Kitzman Heather, Mamun Abdullah, Dodgen Leilani, Slater Donna, King George, King Alene, Slater J Lee, DeHaven Mark

机构信息

Baylor Scott & White Health and Wellness Center, 10616Baylor Scott & White Health, Dallas, TX, USA.

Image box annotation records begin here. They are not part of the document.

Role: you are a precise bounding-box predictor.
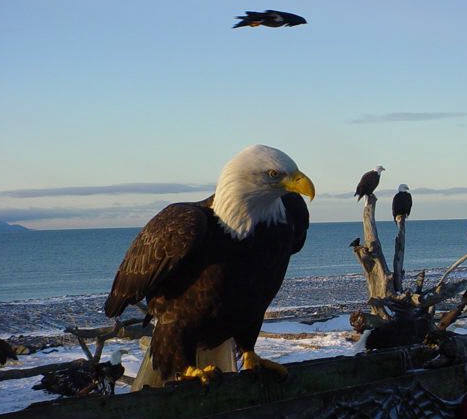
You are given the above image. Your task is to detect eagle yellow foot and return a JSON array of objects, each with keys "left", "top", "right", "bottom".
[
  {"left": 177, "top": 365, "right": 218, "bottom": 385},
  {"left": 243, "top": 351, "right": 288, "bottom": 377}
]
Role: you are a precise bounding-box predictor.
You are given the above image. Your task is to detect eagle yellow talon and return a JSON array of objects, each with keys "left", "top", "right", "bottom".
[
  {"left": 177, "top": 365, "right": 217, "bottom": 385},
  {"left": 243, "top": 351, "right": 288, "bottom": 377}
]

Robbins Institute for Health Policy & Leadership, Hankamer School of Business, Baylor University, Waco, TX, USA.

出版信息

Am J Health Promot. 2021 Feb;35(2):202-213. doi: 10.1177/0890117120958545. Epub 2020 Sep 18.

Abstract

PURPOSE

Previous DPP translations in African American women have been suboptimal. This trial evaluated a community-based participatory research developed faith-based diabetes prevention program (DPP) to improve weight loss in African American women.

DESIGN

This cluster randomized trial allocated churches to faith-based (FDPP) or standard (SDPP) DPP interventions. Setting. African American churches. Subjects. Eleven churches with 221 African American women (aged 48.8 ± 11.2 years, BMI = 36.7 ± 8.4) received the FDPP (n = 6) or SDPP (n = 5) intervention.

INTERVENTION

FDPP incorporated 5 faith-based components, including pastor involvement, into the standard DPP curriculum. The SDPP used the standard DPP curriculum. Lay health leaders facilitated interventions at church sites.

MEASURES

Weight and biometrics were collected by blinded staff at baseline, 4- and 10-months.

ANALYSIS

A multilevel hierarchical regression model compared the FDPP and SDPP groups on outcomes.

RESULTS

FDPP and SDPP churches significantly lost weight at 10-months (overall -2.6%, p < .01). Women in FDPP churches who attended at least 15 sessions lost an additional 6.1 pounds at 4-months compared to SDPP corresponding to a 5.8% reduction at 10-months (p < .05). Both groups had significant improvements in health behaviors and biometrics.

CONCLUSIONS

Faith-based and standard DPP interventions led by lay health leaders successfully improved weight, health behaviors, and chronic disease risk. However, the faith-based DPP when fully implemented met the CDC's recommendation for weight loss for diabetes prevention in African American women.

摘要

目的

先前针对非裔美国女性的糖尿病预防计划(DPP)翻译效果欠佳。本试验评估了一项基于社区参与式研究开发的、以信仰为基础的糖尿病预防计划,以改善非裔美国女性的体重减轻情况。

设计

本整群随机试验将教会分为基于信仰的糖尿病预防计划(FDPP)组或标准糖尿病预防计划(SDPP)组。地点:非裔美国教会。研究对象:11所教会的221名非裔美国女性(年龄48.8±11.2岁,体重指数=36.7±8.4)接受了FDPP(n=6)或SDPP(n=5)干预。

干预措施

FDPP在标准DPP课程中纳入了5个基于信仰的组成部分,包括牧师参与。SDPP采用标准DPP课程。非专业健康领袖在教会场所协助进行干预。

测量指标

由不知情的工作人员在基线、4个月和10个月时收集体重和生物特征数据。

分析方法

采用多层次分层回归模型比较FDPP组和SDPP组的结局。

结果

FDPP组和SDPP组的教会在10个月时体重均显著减轻(总体减轻2.6%,p<.01)。与SDPP组相比,参加至少15次课程的FDPP组教会中的女性在4个月时体重额外减轻了6.1磅,相当于在10个月时减轻了5.8%(p<.05)。两组的健康行为和生物特征均有显著改善。

结论

由非专业健康领袖主导的基于信仰和标准的DPP干预成功改善了体重、健康行为和慢性病风险。然而,全面实施的基于信仰的DPP符合美国疾病控制与预防中心(CDC)关于非裔美国女性预防糖尿病体重减轻的建议。